Advocate Tejesh Dande appeared for the petitioner while Addl. G.P. Shruti D. Vyas appeared for the respondents.

Brief Facts -

This petition, under Article 226 of the Constitution raised a challenge to the action of the Commissioner of Transport to the effect that the petitioner’s motor vehicle – a motor car, recently purchased by him, was denied registration under the ‘BH series’. The case of the petitioner was that, no reasons in writing were furnished to him, as to why the registration was denied, although he had complied with the conditions as contained in the rules framed by the Central Government, namely the Central Motor Vehicles (Twentieth Amendment) Rules, 2021.

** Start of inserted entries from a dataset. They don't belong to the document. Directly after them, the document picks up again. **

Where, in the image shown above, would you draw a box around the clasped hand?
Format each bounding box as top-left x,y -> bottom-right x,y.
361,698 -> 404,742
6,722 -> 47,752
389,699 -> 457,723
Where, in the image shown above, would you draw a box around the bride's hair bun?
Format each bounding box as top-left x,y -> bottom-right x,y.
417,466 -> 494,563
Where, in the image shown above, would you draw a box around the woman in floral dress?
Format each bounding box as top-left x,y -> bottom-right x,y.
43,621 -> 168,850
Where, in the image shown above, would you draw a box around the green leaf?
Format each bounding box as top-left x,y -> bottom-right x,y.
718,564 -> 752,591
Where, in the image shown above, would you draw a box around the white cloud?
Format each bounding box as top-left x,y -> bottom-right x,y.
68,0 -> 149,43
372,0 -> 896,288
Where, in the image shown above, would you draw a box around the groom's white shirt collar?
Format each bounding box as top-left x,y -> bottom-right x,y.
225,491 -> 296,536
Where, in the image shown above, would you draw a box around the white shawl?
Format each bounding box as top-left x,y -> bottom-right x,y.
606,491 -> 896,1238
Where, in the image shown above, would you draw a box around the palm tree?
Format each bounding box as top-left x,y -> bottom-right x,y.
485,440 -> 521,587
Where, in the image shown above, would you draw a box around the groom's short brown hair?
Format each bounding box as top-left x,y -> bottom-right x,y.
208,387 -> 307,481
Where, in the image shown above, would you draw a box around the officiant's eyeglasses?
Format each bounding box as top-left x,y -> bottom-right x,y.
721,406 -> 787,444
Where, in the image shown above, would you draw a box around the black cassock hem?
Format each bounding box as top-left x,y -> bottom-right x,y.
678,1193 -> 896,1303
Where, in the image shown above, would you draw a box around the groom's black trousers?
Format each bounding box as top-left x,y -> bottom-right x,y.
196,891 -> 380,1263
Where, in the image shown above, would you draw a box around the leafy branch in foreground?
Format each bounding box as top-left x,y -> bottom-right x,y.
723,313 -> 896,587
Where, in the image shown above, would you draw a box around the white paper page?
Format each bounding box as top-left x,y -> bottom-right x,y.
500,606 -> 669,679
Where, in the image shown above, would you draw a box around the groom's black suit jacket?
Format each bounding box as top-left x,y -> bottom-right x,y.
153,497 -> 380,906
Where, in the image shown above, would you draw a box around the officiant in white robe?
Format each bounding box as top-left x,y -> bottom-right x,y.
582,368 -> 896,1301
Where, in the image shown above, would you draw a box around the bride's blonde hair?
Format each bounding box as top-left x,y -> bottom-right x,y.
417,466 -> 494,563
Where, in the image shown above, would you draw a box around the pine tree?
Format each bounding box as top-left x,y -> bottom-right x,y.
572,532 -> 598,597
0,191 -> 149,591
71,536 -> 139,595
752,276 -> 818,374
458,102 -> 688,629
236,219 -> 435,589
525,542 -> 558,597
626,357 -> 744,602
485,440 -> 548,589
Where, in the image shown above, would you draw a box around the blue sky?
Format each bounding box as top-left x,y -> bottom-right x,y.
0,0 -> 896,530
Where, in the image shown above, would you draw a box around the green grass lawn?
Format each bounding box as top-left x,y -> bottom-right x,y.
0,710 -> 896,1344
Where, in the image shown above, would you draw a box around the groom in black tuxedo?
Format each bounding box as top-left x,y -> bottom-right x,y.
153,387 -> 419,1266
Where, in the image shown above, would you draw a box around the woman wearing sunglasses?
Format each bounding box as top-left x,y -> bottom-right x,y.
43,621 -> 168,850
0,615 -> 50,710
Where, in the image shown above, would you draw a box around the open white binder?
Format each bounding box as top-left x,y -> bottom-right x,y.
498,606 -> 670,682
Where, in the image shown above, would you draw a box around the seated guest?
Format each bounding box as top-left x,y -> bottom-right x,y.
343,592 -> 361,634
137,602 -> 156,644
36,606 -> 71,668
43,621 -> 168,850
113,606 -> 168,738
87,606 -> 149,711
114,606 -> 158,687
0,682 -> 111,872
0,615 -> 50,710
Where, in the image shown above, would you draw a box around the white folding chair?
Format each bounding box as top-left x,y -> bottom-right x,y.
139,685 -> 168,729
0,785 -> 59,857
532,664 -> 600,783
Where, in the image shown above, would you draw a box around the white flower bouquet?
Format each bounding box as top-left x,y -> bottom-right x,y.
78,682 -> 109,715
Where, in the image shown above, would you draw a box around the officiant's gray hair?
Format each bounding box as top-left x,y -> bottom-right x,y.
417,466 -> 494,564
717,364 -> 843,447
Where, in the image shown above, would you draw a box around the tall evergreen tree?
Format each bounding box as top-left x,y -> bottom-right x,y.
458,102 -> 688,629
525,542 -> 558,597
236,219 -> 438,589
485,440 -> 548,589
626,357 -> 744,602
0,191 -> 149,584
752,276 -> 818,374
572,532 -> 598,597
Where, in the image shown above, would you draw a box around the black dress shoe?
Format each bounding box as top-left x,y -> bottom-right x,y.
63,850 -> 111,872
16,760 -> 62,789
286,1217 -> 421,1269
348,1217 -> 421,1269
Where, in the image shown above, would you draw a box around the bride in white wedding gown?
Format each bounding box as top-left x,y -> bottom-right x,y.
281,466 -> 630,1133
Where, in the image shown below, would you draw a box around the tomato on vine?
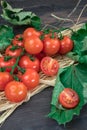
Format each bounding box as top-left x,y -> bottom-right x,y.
5,45 -> 22,57
23,27 -> 41,39
40,56 -> 59,76
0,72 -> 13,91
43,37 -> 60,56
19,55 -> 40,72
5,80 -> 27,103
24,35 -> 43,54
58,88 -> 79,109
12,34 -> 24,47
59,36 -> 74,54
21,69 -> 40,90
0,56 -> 16,72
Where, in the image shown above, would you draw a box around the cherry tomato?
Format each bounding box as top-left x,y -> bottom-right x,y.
23,28 -> 41,39
12,34 -> 24,47
5,45 -> 22,57
19,55 -> 40,72
59,36 -> 74,54
40,56 -> 59,76
24,35 -> 43,54
5,81 -> 27,102
58,88 -> 79,109
0,72 -> 13,91
21,69 -> 40,90
0,56 -> 16,72
43,37 -> 60,56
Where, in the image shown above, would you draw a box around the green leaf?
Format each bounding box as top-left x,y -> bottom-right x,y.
48,64 -> 87,124
68,23 -> 87,64
0,25 -> 14,52
1,0 -> 41,29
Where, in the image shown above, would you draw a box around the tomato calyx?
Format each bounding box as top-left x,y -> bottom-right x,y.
10,45 -> 20,51
58,88 -> 79,109
4,55 -> 12,61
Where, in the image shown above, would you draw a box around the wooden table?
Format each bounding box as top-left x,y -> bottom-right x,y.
0,0 -> 87,130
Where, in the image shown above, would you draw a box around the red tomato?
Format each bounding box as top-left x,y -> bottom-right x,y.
21,69 -> 40,90
5,45 -> 22,57
23,28 -> 41,39
0,56 -> 16,72
24,35 -> 43,54
12,34 -> 24,47
19,55 -> 40,72
59,36 -> 74,54
43,37 -> 60,56
35,51 -> 46,61
5,81 -> 27,102
58,88 -> 79,109
0,72 -> 13,91
40,56 -> 59,76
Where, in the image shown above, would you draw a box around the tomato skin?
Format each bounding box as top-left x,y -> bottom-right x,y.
0,72 -> 13,91
12,34 -> 24,47
0,56 -> 16,72
58,88 -> 79,109
24,35 -> 43,54
19,55 -> 40,72
40,56 -> 59,76
23,28 -> 41,39
43,37 -> 60,56
35,51 -> 46,61
5,45 -> 22,57
59,36 -> 74,54
21,69 -> 40,90
5,80 -> 27,103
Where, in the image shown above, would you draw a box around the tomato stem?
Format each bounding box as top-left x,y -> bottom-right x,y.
10,57 -> 20,75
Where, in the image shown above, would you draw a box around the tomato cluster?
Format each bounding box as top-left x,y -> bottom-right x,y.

The petitioner was a Government Servant, presently working as Civil Judge, Senior Division, in the Maharashtra State Judicial Services. He had complied with the condition as prescribed in Clause 2 (cb) of the said 2021 Rules of submitting an Official Identity Card, which was the only compliance required to be furnished.

The High Court in the above regard said, “Mr. Dande would also be justified in relying upon the decision of the Supreme Court in Pancham Chand and Others vs. State of Himachal Pradesh and Others 8 wherein the Supreme Court, in the context of the issue which had arisen under the Motor Vehicles Act, had observed that the Act is a self contained Code. All the authorities mentioned therein are statutory authorities. They are bound by the provisions of the Act. They must act within the four corners thereof. It was observed that the State, although, had a general control, but such control must be exercised strictly in terms of Article 162 of the Constitution of India. It was held that all governmental orders must comply with the requirements of a statute as also the constitutional provisions, as the Constitution envisages a rule of law and not rule of men. The observation as made by the Supreme Court in paragraph 18 of the report are certainly applicable in the facts of the present case.”

The Court noted that the petition needs to succeed and therefore, held that the said circular of the respondent is illegal, arbitrary, and unconstitutional. It also directed the respondents to grant registration to the petitioner’s vehicle under the BH series within a period of one week.

Accordingly, the Court allowed the petition and quashed the circular.

Cause Title- Mahendra Bansilal Patil v. The Commissioner of Transport & Ors. (Neutral Citation: 2024:BHC-AS:17951-DB)


Petitioner: Advocates Tejesh Dande, Bharat Gadhavi, Mansi Dande, Vishal Navale, and Trushar Shah.

Respondents: Addl. G.P. Shruti D. Vyas, A.G.P. P.N. Diwan, and Advocate Ashutosh Misra.